TORONTO – Lost seasons are few and far between in Russell Martin’s career, with nine trips to the playoffs in 11 years, including the last six in a row, before this difficult and trying campaign with the Toronto Blue Jays. Playing spoiler in the middle of September isn’t exactly his thing, yet the 34-year-old declined the chance to pull the plug on playing out the string, determined to return from an oblique injury and draw some sort of value from the remaining 2½ weeks.
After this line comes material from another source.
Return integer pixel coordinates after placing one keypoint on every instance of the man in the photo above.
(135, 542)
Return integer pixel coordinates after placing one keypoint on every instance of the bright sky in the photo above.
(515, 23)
“Everybody is motivated differently,” he said Tuesday after taking batting practice following his activation from the disabled list. “It’s a game that you need to play with a team mentality. You’re playing to win, you’re not playing for your stat line, in my opinion. You get someone on second base late in a tight game, everybody in the stands can see if you’re trying to get somebody over or trying to get a job done, depending on your role on the team. You’ve got to treat it like it’s the only game you have, and you play to win because 3-for-3 doesn’t feel as good when you lose.”
Such a mentality is one way to endure the death march to the end that the final days of the season can be for non-contenders. During the six straight seasons in which Martin helped teams reach the post-season, he logged 6,144.2 innings over 724 regular-season games and played in 38 of his 57 career playoff games. Few catchers are as durable and able to perform at a high level both offensively and defensively over such a prolonged stretch.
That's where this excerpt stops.